Survival, he told her, meant being able to blend in wherever and with whomever. Survival meant discarding dignity and honour, and other such lofty notions that had long been ingrained in her. To survive was to simply be alive, to thrive was to be living. Living could come later, but only if one was alive.
Rosamunde had been but seven years old when he told her this, and she couldn’t help but blurt out, “Why aren’t you telling this to Gisbert and Ernst?”
Her father smiled gently, if not a bit forlornly, smoothing her hair without a word. Then he replied, “Because my dear Roeschen is a girl.”
She frowned. “So?”
“People can be cruel and unfair. You won’t have the same opportunities as your brothers should anything happen. They can take up a sword and fight to survive, but you won’t be able to do the same.”
“But why not?”
“That’s a lesson for another day, but you already see it, don’t you? When you study with the Royal Tutor, are there any other girls around? Don’t people give you strange looks when you accompany the princes?”
It was true… People raised a brow at her whenever she studied at the castle. Sometimes there would be unkind snickers, pointed fingers, but she always ignored them. Her grandfather once said that only fools mock an educated woman.
Her father pulled out a silver bangle from his jacket and slipped it onto her wrist. It was old and deceptively simple. The engravings felt like letters, but she couldn’t quite decipher what they meant.
“What is this?”
He kissed her temple. “It’s a lucky charm.”
When she was ten, her family was exiled, stripped of all their glory and wealth, and sent to the bitter northern border. It was a bit hard to leave behind her friends, Prince Volker had hugged her desperately, begging her to stay because he would marry her, but she didn’t let it show. Weakness was a necessity for it kept one from becoming too arrogant, but it was also necessary to keep it hidden from all but one’s most trusted. That was what her father taught his soldiers, and ultimately, he passed it on to his children.
Life was difficult at first – she had grown up surrounded by servants, but neither her mother nor father complained about it, so she decided there was no point in it either.

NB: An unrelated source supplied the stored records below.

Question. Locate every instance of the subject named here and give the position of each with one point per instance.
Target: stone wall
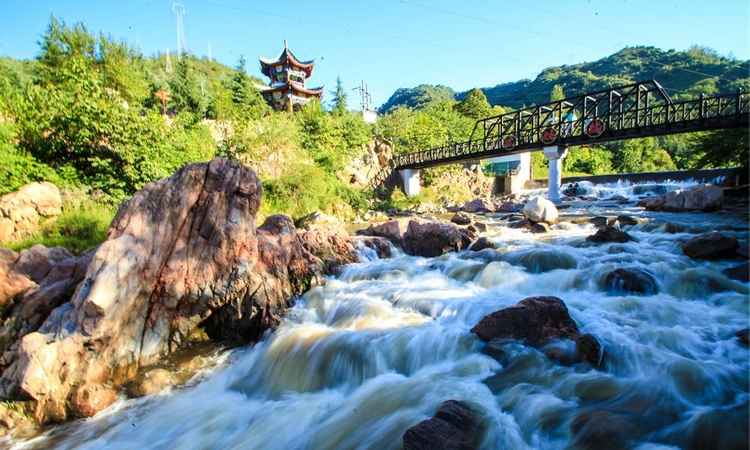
(22, 211)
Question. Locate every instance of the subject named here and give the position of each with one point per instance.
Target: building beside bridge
(288, 75)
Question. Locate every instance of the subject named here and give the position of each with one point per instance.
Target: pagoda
(287, 89)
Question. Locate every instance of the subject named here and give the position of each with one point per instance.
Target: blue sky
(398, 43)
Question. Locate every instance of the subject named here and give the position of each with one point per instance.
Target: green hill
(683, 73)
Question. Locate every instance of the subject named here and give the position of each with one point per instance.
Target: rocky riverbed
(508, 324)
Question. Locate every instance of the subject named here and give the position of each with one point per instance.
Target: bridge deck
(639, 110)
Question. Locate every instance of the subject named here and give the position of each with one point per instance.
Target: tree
(339, 98)
(474, 105)
(557, 93)
(245, 97)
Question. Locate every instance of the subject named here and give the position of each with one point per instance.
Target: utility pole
(179, 12)
(365, 100)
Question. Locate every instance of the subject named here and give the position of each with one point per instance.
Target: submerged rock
(630, 281)
(744, 337)
(739, 273)
(537, 321)
(539, 209)
(609, 234)
(432, 239)
(461, 219)
(481, 244)
(476, 206)
(390, 230)
(711, 245)
(533, 320)
(182, 252)
(455, 426)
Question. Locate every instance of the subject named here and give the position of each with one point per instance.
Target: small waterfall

They were alive, they were surviving, and for Rosamunde, that was enough.
Her father was restricted in what he was allowed to do, where he was allowed to go, so he made and sold wood carvings. Her mother was a homemaker and sold her embroidery. Her older brothers did odd jobs around the small village, and Rosamunde helped her mother at home. She didn’t know how, but they scraped by. Their home wasn’t large, but it was clean and functional. They didn’t have a proper farm to earn money with, but they had some animals, and a somewhat fertile garden to work with. It wasn’t the life of glittering wealth they had before, but it was a life she could live with for the rest of her life.
She was twelve when her father taught her his last lesson.

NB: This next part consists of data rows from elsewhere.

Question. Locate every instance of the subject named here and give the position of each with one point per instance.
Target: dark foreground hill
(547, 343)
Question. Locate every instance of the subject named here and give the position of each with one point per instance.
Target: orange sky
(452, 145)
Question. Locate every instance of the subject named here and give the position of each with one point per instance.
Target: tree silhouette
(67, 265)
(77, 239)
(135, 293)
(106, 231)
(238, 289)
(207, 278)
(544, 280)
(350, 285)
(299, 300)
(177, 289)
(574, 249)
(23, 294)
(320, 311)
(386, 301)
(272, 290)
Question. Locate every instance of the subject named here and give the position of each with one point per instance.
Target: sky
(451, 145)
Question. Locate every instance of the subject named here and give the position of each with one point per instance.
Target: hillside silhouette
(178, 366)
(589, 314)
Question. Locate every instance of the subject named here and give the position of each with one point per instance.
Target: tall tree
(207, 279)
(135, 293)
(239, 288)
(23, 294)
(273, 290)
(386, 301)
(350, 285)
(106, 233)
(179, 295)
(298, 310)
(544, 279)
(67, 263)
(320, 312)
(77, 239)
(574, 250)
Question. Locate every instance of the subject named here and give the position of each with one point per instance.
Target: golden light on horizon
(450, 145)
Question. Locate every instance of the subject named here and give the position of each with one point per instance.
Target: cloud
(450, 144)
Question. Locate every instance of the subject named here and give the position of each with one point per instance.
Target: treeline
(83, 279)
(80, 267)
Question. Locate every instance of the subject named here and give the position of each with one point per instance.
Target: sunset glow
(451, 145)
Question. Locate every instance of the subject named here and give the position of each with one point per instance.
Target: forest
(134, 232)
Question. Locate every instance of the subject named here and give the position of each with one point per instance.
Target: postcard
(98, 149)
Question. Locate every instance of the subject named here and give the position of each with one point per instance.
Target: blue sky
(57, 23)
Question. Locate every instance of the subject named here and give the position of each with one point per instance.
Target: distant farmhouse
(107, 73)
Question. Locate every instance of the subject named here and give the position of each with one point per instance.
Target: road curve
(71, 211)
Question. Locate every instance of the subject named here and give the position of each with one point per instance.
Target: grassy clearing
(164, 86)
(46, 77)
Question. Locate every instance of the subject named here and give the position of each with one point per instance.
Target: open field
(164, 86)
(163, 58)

“Roeschen, do you think revenge is a good or bad thing?”
She stopped sewing and tried to gauge her father’s expression. It was dark, save for the flickering light of the hearth. “It’s…revenge comes from hatred, so isn’t it inherently a bad thing?”
“It is indeed.” He was quiet for a moment. “Is justice a good or bad thing?”
“It’s a good thing.”
“Then if a man seeks retribution for his brother’s murder, is it justice or revenge?”
“It’s justice.”
“Is it justice if he takes matters into his own hands and kills the murderer himself? Is it justice if he makes it his mission to make the murderer’s life as miserable as possible without killing him?”
She didn’t know how to answer. Her father laughed quietly as he reached over and patted her head. “It’s all right if you don’t have an answer, Roeschen. You’ll find your own as you grow older.”
The next day, soldiers came with a warrant for her father. Her father didn’t seem surprised, and even laughed jovially at the sight of them. Her mother remained stoic, but Rosamunde could see her trembling as they took Gisbert and Ernst.
A few days passed, and no word came from the capital. Realistically, Rosamunde knew that it would be a while, but she couldn’t bear not knowing. They were a bit big, but she threw on some of her brothers’ old clothing, and rode off to find out what happened.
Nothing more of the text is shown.